Because making changes to a Simulink model is fast and easy, debugging time was considerably reduced. For example, engineers found that the vocal “growl” effect did not sound natural enough. From his observations of real singers, one of the engineers guessed that the growl was produced by a tightening of the singer’s throat. Using Simulink, he was able to test his theory in just one day. He then made changes to the model that resulted in coupling the onset of the growl effect with a corresponding constriction of the vocal tract model. The resultant output was significantly more authentic than the existing implementation, and the changes were put into effect on the DSP.
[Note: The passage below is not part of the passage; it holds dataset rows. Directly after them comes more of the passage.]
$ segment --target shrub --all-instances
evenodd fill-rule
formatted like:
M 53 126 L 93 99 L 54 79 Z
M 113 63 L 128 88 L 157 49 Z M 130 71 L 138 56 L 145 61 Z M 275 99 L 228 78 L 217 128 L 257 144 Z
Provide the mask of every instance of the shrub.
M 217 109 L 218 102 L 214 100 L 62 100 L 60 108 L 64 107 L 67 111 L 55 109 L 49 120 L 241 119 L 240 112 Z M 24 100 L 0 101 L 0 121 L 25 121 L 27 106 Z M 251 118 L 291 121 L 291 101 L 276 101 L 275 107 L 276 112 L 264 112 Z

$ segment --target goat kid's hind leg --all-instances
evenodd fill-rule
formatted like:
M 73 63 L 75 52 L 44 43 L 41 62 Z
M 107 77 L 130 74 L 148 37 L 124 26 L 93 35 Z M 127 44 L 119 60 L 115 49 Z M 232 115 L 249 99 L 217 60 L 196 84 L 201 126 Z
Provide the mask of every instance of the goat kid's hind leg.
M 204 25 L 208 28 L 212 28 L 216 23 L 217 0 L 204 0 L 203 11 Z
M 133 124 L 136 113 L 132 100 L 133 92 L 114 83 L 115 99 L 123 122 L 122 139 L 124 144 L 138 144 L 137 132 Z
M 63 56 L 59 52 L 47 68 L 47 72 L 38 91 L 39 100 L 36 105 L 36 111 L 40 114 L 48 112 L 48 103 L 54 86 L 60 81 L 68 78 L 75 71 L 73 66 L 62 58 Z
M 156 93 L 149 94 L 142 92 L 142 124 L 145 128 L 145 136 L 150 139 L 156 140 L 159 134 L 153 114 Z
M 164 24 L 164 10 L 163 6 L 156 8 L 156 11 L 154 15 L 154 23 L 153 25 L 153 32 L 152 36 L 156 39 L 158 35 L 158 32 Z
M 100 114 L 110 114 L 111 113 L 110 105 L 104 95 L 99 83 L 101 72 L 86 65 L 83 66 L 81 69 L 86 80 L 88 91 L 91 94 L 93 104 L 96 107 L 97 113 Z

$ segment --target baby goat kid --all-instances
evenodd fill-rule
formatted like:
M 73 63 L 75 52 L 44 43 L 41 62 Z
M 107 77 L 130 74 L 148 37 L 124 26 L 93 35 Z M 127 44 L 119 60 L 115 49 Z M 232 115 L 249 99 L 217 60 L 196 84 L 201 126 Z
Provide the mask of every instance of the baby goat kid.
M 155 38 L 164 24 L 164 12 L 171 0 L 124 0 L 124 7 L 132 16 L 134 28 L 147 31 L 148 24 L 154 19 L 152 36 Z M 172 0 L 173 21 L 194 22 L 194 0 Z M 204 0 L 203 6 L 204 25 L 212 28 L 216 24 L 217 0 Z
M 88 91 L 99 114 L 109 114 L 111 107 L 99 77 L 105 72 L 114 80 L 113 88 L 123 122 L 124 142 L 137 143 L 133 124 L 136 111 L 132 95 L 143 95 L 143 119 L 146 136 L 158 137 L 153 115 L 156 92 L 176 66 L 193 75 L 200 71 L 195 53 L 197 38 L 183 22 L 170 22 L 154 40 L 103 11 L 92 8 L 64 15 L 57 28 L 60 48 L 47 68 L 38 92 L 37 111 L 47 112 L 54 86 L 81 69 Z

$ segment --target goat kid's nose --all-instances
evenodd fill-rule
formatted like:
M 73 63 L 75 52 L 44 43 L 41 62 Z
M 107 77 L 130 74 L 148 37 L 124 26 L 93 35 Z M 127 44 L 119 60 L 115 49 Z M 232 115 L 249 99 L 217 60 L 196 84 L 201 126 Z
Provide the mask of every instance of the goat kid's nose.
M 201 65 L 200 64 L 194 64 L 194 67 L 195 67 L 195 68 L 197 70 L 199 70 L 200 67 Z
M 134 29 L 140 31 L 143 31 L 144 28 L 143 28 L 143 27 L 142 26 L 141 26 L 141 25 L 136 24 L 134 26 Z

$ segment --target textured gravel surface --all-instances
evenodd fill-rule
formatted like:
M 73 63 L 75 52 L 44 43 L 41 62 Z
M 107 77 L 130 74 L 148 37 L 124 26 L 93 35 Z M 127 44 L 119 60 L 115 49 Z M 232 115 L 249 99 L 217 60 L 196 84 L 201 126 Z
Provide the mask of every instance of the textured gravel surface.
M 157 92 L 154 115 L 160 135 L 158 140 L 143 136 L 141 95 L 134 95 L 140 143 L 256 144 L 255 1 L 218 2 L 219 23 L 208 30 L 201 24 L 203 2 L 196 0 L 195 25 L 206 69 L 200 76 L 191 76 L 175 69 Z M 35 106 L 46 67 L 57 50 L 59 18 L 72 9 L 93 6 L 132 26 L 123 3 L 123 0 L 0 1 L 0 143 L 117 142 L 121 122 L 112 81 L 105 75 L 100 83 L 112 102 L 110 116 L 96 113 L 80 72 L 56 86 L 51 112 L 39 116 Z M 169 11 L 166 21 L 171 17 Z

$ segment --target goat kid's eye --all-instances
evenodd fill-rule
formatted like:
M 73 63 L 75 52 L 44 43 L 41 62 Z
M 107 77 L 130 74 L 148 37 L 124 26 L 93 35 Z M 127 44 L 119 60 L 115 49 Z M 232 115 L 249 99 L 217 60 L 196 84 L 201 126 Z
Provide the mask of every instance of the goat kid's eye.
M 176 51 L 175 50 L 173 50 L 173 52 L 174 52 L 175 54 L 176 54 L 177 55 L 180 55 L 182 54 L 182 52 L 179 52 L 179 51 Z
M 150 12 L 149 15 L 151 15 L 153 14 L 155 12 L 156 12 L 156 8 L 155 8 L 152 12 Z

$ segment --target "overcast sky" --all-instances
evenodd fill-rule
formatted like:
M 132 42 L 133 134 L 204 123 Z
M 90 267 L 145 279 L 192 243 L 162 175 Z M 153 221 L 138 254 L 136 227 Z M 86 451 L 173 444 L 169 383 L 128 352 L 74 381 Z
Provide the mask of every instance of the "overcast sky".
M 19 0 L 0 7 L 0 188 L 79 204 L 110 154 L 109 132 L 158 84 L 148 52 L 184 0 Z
“DSP implementation is expensive, and trying out new ideas at that late stage is rarely approved,” says Lupini. “In the past, if a DSP engineer thought of an interesting improvement or enhancement to a product as it neared the final stages of development, it would have been nearly impossible to try the idea out. With Simulink, we can quickly test ideas, sometimes in a matter of hours. Our DSP engineers can be more creative, and as a result, the products are better.”

After real-time testing, the engineers used the Simulink model as a template to write the DSP code for the VoiceCraft Human Voice Modeling Card. VoiceCraft has received excellent customer feedback and is being used by several major bands.

Results

  • Accelerated development. Without Simulink, it is unlikely that the improvement in the vocal growl effect would have made it into this release of the product.

  • Cost-effective implementation. The ability to experiment with algorithms in real time during the development phase was essential to the successful creation of VoiceCraft. With Simulink, engineers were able to change control parameters as they worked, without having to return to the design and implementation stages.

  • Creative solutions validated in a matter of hours. “Simulink enhances the ability of engineers to be creative,” says Lupini. “We are able to try all kinds of things that would have been very, very difficult before.”